Learning that you have been terminated is never pleasant news to hear. But the decision to send out lay off notices to these employees on the day before Christmas Eve is reminiscent of the worst behavior of Ebenezer Scrooge. The outrage over this action resonated throughout the comment section of a post published at the Philadelphia Public School Notebook. Also clearly articulated in the comments responding to this article is a distain and disgust for the many administrators hired by Arlene Ackerman who still remain in powerful positions through out the District. More than a few commenters asked, why weren’t any of these high salaried individuals given notice? Shouldn’t they have followed their leader out of the door?
The harm being done to individual employees as a consequence of drastic school district budget reductions is important news. But behind this sad and upsetting human interest tale is an even more important story.
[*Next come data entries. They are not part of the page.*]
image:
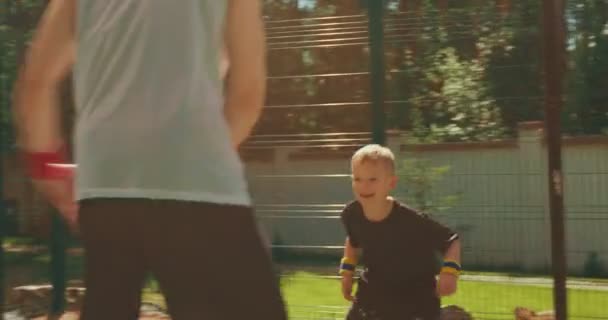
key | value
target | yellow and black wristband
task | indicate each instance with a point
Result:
(451, 267)
(347, 266)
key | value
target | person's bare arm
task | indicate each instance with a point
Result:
(246, 82)
(47, 62)
(448, 283)
(37, 96)
(350, 253)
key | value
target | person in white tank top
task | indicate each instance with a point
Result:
(158, 185)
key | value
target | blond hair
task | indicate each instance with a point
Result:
(375, 153)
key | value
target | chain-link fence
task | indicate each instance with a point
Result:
(463, 104)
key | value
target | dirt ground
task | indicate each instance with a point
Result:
(74, 316)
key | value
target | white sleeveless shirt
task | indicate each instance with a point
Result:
(149, 103)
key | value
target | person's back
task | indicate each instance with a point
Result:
(150, 103)
(160, 187)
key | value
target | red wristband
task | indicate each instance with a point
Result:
(48, 165)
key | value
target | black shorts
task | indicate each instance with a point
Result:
(209, 260)
(376, 303)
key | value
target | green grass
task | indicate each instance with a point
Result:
(485, 300)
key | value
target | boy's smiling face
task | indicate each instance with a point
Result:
(372, 180)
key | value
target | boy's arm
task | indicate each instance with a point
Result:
(350, 252)
(47, 63)
(246, 81)
(448, 278)
(347, 266)
(37, 99)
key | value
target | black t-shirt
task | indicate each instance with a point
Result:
(400, 252)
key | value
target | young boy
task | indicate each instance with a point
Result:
(399, 245)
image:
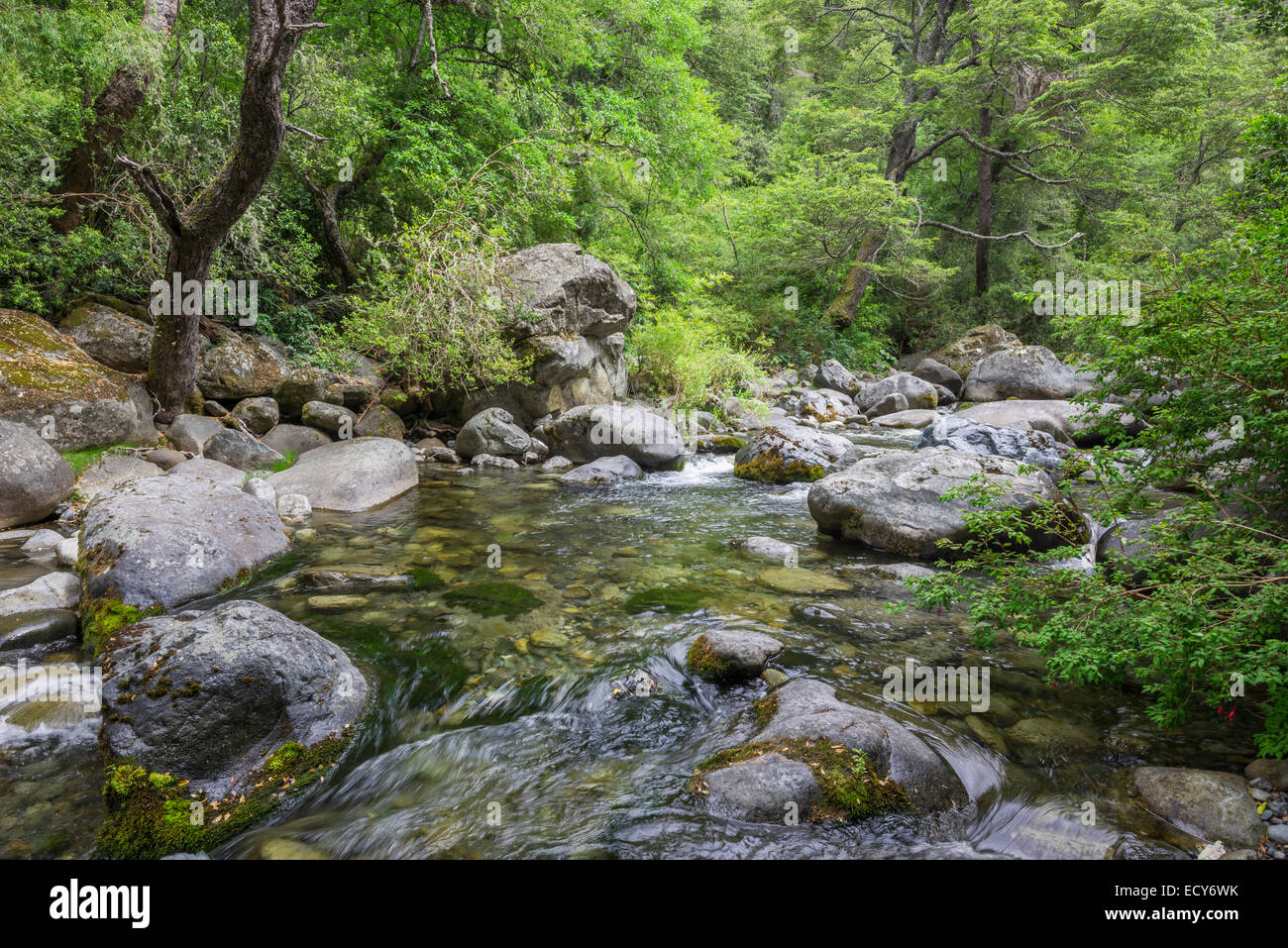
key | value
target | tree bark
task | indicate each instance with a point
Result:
(984, 201)
(197, 231)
(114, 110)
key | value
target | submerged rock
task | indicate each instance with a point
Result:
(730, 655)
(591, 432)
(168, 540)
(351, 475)
(240, 702)
(861, 763)
(786, 454)
(892, 501)
(604, 471)
(1207, 804)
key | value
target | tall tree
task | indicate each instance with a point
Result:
(197, 230)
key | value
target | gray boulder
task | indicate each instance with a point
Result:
(241, 368)
(763, 790)
(258, 414)
(786, 454)
(333, 419)
(1028, 371)
(110, 337)
(114, 471)
(892, 500)
(378, 421)
(591, 432)
(168, 540)
(189, 432)
(296, 438)
(34, 478)
(213, 694)
(297, 388)
(50, 591)
(207, 469)
(730, 655)
(52, 386)
(965, 353)
(604, 471)
(833, 375)
(917, 393)
(492, 432)
(239, 450)
(1029, 446)
(351, 475)
(1207, 804)
(939, 373)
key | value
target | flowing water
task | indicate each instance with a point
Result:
(526, 736)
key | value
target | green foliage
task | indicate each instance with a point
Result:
(681, 351)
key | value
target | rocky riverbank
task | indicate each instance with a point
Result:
(227, 708)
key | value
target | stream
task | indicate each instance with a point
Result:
(524, 736)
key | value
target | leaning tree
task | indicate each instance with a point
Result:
(197, 228)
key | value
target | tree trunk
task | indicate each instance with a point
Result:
(196, 232)
(984, 202)
(114, 110)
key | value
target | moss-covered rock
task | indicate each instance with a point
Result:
(50, 384)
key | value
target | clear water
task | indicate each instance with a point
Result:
(501, 737)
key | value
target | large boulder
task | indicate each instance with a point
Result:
(241, 368)
(108, 337)
(168, 540)
(1207, 804)
(111, 472)
(239, 450)
(378, 421)
(189, 432)
(492, 432)
(1029, 446)
(892, 500)
(576, 311)
(604, 471)
(965, 353)
(351, 475)
(785, 454)
(833, 375)
(590, 432)
(34, 478)
(917, 393)
(258, 414)
(299, 386)
(862, 763)
(1022, 371)
(51, 385)
(730, 655)
(228, 706)
(295, 438)
(939, 373)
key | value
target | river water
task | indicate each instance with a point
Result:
(500, 736)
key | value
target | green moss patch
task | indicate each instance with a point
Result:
(851, 788)
(153, 814)
(773, 468)
(684, 597)
(493, 599)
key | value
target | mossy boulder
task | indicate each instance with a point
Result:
(50, 384)
(241, 368)
(862, 764)
(213, 721)
(786, 454)
(730, 655)
(110, 337)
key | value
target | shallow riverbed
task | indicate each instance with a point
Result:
(500, 736)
The financial meltdown of the School District of Philadelphia has yet to be brought under control.
The huge decrease in state aid, the end of federal stimulus funds and the lost of large sums of misspent money during the Ackerman administration have all contributed to the continuing havoc touching every school, every child and every employee in the district. It does not bode well for the long-term health of our district that cuts in school based personnel and programs are still continuing this far into the school year.
The task of redirecting our School District to a financially sound footing is the most pressing item before our newly appointed School Reform Commissioners. It will not be an easy challenge to confront. As these brutal holiday cuts illustrate, fixing our schools’ financial crisis will be a painful and thankless job.
But it is one that must be done before we attempt to move forward with any further attempts at school improvements. What is the point of initiating any kind of change, if we cannot afford whatever that change might be? This is a concept that Arlene Ackerman did not or more likely would not grasp. And it was this very basic denial of fiscal responsibility on her part that has landed us in our current miserable state of affairs.
In the months ahead, the SRC must find a way to stabilize the finances of our District. As they attempt to finally and responsibly balance the budget, there is no doubt that they will be required to make many difficult decisions. But regardless of the difficulties their choices will engender, they should strive to take into account the concerns and needs of all of the members of our school communities: children and adults alike. When they succeed at this task, they will not only have stabilized the District’s finances, but they will have also taken the first and most important step in attracting and hiring a competent and skillful superintendent. The best candidates for this position will only be attracted to our district when our affairs are in better order than they are now.
This melancholy little Christmas story of people losing their jobs in the face of the gift-giving season is a cautionary tale. The Ghost of Christmas Future does not paint a promising picture of the school district yet to come. We need to amend the direction toward which we are currently pointed. We are traveling down a path chosen by our past superintendent that has lead us to the edge of a cliff. Faced with the prospect of a great fall, wisdom suggests that we rethink the costly school reform strategies that she imposed on our school district. In particular since Ackerman herself has recently expressed doubts concerning their effectiveness.
In the spirit of New Year’s optimism, I hope that our newly appointed SRC members can eventually get this job done. And that come next holiday season, all of those people whose lives have been turned upside down by Arlene Ackerman and her “Broad Street Broadies”, will have had a better year to celebrate.